Floating-point operations

This was a surprise to me, but while profiling I saw fmod show up a lot. This function computes the floating-point remainder, similar to % for integers. It’s not surprising for calender calculations to utilize modular arithmetic heavily, but surely there are no floats in dates? Indeed there aren’t, and converting fmod to a regular % and ensuring integers are used throughout provided another performance boost.

Unoptimized hot paths

When formatting a component in a datetime, such as the hour, the formatting code needs to get the relevant information for that particular pattern character (eg. H in an HH pattern). This was done by looping through an array of those pattern characters until it found the matching one, and that same index would be used for another array that contained the information. This was changed to a simple lookup table, so it would take O(1) time to convert a pattern character to an index rather than O(N).

Missing fast paths

At the core of the ICU library, is the UnicodeString object which is used for anything string related. In a given formatting operation, a string is constantly appended to, and for small strings UnicodeString uses the stack while for large strings it allocates on the heap. When appending, it uses memmove. For date formatting, short strings are exclusively used, so it’s prudent to add a fast path for such strings that would fit into the existing stack buffer. In that case, avoiding the call to memmove and doing a simple unrolled loop copy for small strings proved to be noticeably faster.

Final result

With all these changes, formatting is now up to twice as fast, and sometimes more. But is it as fast as it can get? I decided to compare with the reliable strftime in the C standard library. On my 2016 MBP, running strftime with a simple %I:%M %p format (hour:minute am/pm), it can do a million formatting operations in around 630 ms. Doing the same with ICU 74.2 (before the optimizations, using the equivalent hh:mm a format), it took almost three times as long at 1700 ms. And now, with the recently released ICU 75.1 which includes all the mentioned optimizations, it takes around 800 ms, making it more than twice as fast as before.

Back to Node.js

With the recently released versions 20.13 and 22.1 these changes have made their way back to Node.js. To try them out, I ran a simple benchmark comparing 20.13 (ICU 75) and 18.20 (ICU 74). The official releases from the Node.js website (such as the ones obtained via nvm) bundle the ICU library in the same binary. If you get Node.js from your package manager, it might use the system ICU library which might not be the latest version. To check which version Node.js uses, run node -p process.versions.icu. Finally, let’s check if Intl.DateTimeFormat is faster as expected:

const fmt = new Intl.DateTimeFormat("en-US", {
  hour: "2-digit",
  minute: "2-digit",
  hour12: true,
});
const date = new Date();
fmt.format(date); // Warmup - the first run is much slower
console.time("format");
for (let i = 0; i < 1_000_000; i++) fmt.format(date);
console.timeEnd("format");

Running this script, I get 2100 ms for Node.js 18 and 1300 ms for Node.js 20 — a 1.6x improvement.
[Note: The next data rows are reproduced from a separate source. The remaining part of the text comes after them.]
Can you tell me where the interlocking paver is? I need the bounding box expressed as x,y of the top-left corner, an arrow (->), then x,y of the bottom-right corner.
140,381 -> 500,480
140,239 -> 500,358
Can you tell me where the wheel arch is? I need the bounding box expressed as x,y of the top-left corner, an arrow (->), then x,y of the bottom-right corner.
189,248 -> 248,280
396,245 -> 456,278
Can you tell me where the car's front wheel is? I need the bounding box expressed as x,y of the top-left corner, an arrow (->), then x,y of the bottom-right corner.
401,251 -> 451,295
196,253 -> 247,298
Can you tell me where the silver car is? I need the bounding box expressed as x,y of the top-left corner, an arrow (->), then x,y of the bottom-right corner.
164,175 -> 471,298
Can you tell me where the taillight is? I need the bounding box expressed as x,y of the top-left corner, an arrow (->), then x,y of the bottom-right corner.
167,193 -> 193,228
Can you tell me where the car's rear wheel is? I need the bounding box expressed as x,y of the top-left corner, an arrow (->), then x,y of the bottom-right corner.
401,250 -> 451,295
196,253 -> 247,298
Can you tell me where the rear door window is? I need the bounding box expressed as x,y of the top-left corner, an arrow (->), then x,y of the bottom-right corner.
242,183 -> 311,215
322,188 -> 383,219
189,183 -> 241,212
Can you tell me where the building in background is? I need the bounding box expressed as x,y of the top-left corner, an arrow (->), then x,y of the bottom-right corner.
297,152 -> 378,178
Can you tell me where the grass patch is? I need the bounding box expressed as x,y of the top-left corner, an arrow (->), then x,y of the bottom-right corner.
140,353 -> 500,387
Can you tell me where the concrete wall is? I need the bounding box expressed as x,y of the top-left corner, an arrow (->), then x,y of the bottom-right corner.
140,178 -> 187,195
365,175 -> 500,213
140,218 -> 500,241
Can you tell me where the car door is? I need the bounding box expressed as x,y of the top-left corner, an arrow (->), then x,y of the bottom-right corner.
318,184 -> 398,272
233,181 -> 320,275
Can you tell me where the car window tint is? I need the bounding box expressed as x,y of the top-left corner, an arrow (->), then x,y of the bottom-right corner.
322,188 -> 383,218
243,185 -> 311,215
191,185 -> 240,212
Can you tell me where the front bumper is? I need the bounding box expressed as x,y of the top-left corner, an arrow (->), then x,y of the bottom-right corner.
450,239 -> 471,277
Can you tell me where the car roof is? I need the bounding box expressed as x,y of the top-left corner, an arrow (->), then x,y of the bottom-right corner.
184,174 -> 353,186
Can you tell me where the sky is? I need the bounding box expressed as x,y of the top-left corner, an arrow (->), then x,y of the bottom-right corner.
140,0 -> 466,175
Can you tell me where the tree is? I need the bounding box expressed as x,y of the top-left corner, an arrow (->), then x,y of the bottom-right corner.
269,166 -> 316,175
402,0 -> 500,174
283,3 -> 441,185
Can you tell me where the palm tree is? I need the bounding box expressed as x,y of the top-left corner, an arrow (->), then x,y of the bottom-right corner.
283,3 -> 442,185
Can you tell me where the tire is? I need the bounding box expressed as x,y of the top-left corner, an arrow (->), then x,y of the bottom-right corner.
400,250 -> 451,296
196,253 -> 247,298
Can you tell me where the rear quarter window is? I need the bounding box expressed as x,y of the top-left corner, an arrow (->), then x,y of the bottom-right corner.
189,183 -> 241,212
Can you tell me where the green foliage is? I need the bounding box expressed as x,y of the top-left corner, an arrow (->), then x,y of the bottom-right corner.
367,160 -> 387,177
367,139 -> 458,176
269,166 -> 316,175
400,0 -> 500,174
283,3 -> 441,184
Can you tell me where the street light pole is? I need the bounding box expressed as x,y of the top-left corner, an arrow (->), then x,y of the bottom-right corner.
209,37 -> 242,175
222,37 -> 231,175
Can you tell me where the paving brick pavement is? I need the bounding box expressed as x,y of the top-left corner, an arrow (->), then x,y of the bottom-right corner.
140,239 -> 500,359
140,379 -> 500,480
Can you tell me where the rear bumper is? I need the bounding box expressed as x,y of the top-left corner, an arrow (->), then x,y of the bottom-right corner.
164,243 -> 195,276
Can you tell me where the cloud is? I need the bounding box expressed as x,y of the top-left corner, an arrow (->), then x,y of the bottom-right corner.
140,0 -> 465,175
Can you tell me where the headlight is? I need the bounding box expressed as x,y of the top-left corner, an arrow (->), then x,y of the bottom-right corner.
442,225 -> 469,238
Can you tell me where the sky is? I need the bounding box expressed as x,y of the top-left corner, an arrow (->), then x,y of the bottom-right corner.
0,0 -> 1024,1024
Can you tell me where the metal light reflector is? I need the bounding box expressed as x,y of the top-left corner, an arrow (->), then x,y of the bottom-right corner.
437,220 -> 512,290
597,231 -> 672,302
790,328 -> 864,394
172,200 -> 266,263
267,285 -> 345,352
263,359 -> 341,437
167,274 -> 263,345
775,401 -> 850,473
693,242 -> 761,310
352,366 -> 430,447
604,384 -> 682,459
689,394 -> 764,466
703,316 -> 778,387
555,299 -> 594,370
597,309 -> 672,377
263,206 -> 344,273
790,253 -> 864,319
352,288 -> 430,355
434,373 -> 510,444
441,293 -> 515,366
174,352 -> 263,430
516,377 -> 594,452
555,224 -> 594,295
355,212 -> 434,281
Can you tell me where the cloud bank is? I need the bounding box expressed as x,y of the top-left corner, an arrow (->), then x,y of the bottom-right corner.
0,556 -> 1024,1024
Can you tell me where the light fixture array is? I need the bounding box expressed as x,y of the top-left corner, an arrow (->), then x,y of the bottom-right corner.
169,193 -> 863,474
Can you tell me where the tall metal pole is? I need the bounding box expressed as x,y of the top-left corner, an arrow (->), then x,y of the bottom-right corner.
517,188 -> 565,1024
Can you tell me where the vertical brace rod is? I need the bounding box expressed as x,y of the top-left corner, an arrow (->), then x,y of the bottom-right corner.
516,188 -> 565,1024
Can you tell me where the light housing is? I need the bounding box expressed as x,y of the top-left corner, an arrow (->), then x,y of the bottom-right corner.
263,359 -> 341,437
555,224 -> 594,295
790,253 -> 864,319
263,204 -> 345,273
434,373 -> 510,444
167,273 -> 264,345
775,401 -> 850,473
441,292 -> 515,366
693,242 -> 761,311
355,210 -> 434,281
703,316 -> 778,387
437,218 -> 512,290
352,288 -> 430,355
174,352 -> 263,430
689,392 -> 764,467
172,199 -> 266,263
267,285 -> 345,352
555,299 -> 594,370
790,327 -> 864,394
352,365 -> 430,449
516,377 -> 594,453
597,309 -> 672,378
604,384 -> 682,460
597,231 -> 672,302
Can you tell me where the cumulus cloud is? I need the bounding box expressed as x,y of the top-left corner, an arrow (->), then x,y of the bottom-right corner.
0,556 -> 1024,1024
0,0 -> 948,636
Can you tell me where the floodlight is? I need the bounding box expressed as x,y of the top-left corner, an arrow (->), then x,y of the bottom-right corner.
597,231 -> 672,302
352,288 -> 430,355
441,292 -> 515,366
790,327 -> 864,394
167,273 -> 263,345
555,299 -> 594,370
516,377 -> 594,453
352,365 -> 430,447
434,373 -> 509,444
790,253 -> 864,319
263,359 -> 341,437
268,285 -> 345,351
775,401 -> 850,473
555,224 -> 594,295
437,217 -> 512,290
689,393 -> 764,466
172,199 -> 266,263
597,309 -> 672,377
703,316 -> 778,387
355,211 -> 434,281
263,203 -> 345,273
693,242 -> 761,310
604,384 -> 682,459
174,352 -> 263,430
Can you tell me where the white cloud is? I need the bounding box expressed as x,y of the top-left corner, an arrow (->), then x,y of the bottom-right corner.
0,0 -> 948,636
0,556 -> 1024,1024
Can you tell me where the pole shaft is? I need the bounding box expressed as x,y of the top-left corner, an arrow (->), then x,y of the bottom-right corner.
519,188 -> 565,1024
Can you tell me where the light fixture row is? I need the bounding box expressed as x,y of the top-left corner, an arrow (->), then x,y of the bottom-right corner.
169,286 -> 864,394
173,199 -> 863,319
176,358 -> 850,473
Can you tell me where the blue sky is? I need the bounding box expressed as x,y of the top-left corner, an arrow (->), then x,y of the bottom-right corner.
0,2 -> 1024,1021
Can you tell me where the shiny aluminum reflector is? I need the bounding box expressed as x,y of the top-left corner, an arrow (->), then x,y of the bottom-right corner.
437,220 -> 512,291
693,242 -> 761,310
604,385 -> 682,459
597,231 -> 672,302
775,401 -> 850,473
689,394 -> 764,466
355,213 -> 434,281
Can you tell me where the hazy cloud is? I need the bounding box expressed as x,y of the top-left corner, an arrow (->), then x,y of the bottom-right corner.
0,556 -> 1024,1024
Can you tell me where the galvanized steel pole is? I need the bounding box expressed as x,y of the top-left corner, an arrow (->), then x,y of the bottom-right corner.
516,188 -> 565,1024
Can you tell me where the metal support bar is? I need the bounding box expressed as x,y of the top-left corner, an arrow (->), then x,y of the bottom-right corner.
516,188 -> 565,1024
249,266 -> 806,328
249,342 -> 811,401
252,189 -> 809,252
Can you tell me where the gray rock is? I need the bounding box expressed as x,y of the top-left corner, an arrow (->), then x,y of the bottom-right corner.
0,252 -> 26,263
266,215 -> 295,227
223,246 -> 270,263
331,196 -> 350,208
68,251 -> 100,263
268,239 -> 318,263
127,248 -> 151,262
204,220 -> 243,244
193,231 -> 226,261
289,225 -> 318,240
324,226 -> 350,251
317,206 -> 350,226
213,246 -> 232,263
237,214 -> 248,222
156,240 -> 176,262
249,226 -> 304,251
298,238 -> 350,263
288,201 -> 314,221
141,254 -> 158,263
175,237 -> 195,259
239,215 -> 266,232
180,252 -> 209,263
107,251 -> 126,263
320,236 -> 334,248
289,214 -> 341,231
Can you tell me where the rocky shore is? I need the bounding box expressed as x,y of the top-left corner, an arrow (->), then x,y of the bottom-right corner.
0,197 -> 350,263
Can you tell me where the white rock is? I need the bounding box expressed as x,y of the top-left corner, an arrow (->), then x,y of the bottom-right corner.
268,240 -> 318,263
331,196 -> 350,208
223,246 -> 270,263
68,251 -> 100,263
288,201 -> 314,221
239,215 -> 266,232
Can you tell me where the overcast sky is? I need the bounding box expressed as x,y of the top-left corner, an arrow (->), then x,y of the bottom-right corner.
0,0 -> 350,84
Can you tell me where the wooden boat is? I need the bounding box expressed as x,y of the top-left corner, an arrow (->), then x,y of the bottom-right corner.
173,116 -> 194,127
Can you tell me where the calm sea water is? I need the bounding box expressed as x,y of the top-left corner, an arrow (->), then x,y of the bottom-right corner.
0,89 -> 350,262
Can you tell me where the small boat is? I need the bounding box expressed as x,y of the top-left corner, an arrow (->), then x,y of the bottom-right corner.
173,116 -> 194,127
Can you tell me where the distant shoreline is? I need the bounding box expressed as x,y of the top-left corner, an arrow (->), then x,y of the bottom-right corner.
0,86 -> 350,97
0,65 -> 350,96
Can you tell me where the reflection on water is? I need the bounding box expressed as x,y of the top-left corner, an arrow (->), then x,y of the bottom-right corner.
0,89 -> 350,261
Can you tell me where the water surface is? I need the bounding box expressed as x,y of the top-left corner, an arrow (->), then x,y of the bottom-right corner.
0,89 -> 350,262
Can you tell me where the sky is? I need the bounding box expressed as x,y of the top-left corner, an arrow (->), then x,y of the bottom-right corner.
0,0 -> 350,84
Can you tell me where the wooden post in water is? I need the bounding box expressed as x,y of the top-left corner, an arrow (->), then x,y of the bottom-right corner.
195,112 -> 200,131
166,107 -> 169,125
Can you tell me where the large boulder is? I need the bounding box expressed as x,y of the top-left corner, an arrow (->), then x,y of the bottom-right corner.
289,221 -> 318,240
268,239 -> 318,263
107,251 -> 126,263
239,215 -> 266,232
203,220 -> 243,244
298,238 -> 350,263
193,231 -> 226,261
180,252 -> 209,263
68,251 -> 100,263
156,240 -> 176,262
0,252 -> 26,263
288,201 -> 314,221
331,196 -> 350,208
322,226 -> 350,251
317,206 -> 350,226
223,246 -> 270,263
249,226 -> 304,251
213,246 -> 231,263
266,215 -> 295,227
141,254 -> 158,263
For something closer to production use, let’s try a few thousand calls to Date.toLocaleString, which includes both date and time fields, and ensure that it’s thoroughly warmed up, simulating a long-running application:

const d = new Date();
for (let i = 0; i < 100_000; i++) d.toLocaleString(); // Warmup
console.time("format");
for (let i = 0; i < 10_000; i++) d.toLocaleString();
console.timeEnd("format");

In this case, we get a 2x improvement, with Node.js 18 taking 36 ms and Node.js 20 taking just 18 ms, making it twice as fast.